Another implication of the above is that if something takes on the status of ‘art work’ and signifies meaning qua art work in virtue of its relations, then those relations are productive in generating that art work in its specificity - as that kind of object meaning this, e.g., Andre’s ‘Equivalence No 8.’ We need to reflect further on now these relations come to pass. Rather than see talking about art, writing about art, and the other modes through which we approach and present art to ourselves as in some way mediating or translating or making ‘available’ an anterior formed (and in respect of meaning ‘complete’) object, we have to acknowledge the performative aspects of our activities. In the acts of speaking, writing, presenting slides, hanging work we are placing or locating that on which we act, we are generating relations through which the art object in its specificity is produced. (One might say the artist does the same.)8 This seems to me unavoidable, the problem is that rarely in any of the areas in which art is engaged or studied is it presently acknowledged. (I’m sure we all could cite innumerable talks, lectures, exhibition guides, catalogues, journal articles, etc., wherein, under the guise of an exclusive concern to present the meaning of work, certain relations are taken as already in place but not ‘spoken’: that is, a ‘placing’ of the work for the student/reader/viewer is effected by presenting to the student/reader/viewer a work that has already been ‘placed’ in relation to a body of knowledge or theory.) What in part needs consideration and further examination is the possible ways in which relations can be generated and put in place if certain kinds of experience are to become available/accessible ... but at least as importantly, that in our making of claims about the meaning of works we disclose that it is always in relation to some body of knowledge that they are being made: that that knowledge is itself declared. 

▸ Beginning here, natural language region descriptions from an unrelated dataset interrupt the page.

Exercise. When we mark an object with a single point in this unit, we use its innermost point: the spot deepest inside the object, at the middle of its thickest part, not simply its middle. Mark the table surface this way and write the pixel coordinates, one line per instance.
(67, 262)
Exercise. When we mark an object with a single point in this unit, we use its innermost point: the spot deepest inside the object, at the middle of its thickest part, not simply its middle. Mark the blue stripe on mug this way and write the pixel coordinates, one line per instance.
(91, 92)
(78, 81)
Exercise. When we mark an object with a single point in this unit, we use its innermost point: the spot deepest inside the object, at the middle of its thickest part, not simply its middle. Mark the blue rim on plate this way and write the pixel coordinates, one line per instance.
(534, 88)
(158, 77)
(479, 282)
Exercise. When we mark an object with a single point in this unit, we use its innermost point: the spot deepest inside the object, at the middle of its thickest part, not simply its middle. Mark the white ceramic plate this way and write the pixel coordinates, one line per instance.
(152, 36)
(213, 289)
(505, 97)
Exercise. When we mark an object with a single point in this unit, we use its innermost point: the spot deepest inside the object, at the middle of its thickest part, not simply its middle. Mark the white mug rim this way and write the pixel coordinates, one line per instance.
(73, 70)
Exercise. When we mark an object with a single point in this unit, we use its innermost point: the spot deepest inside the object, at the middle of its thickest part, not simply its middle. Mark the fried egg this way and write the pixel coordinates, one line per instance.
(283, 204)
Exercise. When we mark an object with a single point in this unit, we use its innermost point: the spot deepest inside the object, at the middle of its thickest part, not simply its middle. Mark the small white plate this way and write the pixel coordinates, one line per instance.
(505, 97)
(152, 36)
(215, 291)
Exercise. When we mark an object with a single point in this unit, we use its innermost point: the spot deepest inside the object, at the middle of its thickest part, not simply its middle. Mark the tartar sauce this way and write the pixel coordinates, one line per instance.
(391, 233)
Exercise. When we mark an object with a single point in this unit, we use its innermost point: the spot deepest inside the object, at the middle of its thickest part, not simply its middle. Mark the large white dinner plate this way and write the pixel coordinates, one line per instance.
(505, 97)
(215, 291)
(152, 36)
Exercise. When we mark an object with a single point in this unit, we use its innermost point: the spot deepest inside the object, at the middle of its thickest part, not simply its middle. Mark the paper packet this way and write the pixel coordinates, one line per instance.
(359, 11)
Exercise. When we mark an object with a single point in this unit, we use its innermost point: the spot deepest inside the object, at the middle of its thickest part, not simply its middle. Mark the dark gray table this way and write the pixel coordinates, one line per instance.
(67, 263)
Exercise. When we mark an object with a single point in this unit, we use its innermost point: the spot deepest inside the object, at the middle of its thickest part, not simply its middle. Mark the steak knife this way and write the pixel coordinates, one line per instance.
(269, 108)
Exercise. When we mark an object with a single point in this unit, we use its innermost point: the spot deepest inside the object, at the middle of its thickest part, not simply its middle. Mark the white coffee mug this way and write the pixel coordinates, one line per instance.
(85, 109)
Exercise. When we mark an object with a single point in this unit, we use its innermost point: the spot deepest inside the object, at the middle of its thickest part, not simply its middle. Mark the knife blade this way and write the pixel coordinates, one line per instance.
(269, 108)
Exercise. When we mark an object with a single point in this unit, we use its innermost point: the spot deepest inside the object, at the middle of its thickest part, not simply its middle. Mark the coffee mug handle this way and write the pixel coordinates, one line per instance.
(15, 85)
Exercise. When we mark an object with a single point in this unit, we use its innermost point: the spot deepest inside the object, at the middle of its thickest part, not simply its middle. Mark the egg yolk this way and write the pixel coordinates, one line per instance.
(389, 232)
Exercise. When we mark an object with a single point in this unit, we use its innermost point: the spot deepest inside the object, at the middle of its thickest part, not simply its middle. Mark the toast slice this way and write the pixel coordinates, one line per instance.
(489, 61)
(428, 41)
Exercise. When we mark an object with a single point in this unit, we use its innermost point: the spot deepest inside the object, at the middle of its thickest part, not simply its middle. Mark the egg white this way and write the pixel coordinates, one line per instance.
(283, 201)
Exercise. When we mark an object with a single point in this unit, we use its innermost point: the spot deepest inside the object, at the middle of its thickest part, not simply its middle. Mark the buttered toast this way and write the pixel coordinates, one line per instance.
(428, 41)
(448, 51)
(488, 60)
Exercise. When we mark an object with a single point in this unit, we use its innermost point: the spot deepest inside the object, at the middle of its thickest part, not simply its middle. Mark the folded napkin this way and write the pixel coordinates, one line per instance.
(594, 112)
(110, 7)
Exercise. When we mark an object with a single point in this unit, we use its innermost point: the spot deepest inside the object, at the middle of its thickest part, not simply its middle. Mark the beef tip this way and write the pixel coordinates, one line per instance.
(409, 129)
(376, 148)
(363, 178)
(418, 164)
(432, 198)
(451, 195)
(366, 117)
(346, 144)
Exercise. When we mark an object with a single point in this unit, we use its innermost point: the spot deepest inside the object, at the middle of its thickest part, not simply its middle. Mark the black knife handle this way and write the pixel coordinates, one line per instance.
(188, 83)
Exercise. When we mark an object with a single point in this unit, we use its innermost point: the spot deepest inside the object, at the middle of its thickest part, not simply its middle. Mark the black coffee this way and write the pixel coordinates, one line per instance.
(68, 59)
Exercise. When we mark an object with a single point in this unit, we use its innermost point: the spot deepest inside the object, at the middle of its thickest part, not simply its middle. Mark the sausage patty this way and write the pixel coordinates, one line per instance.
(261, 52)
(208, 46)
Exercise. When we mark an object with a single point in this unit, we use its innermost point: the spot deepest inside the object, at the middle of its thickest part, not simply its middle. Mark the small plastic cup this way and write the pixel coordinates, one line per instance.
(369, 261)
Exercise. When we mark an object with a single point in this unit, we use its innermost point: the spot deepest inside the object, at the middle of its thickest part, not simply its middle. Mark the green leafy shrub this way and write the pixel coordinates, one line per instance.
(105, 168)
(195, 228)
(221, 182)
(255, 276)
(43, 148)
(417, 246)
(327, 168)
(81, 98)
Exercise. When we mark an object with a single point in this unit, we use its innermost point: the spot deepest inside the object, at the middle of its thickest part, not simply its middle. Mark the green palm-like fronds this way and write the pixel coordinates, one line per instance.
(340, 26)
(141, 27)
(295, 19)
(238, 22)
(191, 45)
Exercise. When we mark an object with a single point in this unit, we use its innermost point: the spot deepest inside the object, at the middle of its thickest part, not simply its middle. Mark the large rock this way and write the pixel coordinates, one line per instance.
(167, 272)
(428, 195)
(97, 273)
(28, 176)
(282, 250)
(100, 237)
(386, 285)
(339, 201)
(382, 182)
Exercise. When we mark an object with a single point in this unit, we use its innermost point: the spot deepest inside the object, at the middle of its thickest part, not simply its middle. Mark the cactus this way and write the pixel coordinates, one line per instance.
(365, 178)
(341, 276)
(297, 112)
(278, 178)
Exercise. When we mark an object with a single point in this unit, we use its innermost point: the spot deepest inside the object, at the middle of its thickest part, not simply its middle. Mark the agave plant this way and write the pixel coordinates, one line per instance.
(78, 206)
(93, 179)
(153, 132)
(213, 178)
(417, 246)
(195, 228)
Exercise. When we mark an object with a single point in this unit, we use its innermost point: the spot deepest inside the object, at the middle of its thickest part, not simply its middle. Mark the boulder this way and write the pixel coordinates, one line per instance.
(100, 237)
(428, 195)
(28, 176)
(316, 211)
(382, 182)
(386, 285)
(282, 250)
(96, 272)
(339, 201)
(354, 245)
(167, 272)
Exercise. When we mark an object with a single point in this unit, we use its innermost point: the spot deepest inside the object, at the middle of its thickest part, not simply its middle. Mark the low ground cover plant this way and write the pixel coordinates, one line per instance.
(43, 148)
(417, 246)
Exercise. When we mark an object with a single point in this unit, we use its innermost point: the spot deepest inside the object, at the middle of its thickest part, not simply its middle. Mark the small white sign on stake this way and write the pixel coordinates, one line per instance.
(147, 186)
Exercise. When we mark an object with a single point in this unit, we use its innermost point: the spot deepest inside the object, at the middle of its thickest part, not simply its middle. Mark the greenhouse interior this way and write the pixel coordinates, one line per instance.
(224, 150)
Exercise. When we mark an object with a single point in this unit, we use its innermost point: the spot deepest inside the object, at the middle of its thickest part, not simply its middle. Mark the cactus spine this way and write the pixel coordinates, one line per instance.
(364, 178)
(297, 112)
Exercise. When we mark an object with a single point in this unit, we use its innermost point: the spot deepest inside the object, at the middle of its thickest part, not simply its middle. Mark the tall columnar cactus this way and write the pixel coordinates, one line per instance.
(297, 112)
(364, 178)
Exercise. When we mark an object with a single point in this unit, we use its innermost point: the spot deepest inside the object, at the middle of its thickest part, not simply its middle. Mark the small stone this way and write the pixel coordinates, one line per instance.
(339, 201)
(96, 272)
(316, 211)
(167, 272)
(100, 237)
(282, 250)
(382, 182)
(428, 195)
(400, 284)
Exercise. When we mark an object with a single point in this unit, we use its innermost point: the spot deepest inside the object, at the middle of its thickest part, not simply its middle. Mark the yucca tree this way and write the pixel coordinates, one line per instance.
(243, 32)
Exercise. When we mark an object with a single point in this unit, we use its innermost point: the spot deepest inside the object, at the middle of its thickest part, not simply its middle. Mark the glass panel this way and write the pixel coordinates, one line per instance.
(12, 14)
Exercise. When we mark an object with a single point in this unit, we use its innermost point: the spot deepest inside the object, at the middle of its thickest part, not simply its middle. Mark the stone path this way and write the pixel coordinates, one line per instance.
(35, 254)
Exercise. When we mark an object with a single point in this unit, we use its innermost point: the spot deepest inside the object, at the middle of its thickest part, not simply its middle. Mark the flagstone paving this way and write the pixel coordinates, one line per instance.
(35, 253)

It seems to me that art education, criticism, shows/exhibitions cannot themselves guarantee that certain experiences will happen, nor can they (ever) offer a definitive meaning of works; relations can always change both across time and different audiences. A defensible characterisation of education, criticism and exhibition culture has to recognise that conditionality, that though my not having an experience or not perceiving meanings posited by a particular critical practice can come about through my lack of awareness of the relations and knowledges that the practice aspires to put in place, equally they can come about through a refusal of those relations and knowledges in favour of my commitment to others. Embracing particular experiences and meanings in relation to an art work always involves embracing far more than is overtly on offer. Though art culture too often operates like a ‘Goodfella,’ if not on pain of death, at least of social exclusion, it doesn’t make an offer that can’t be refused.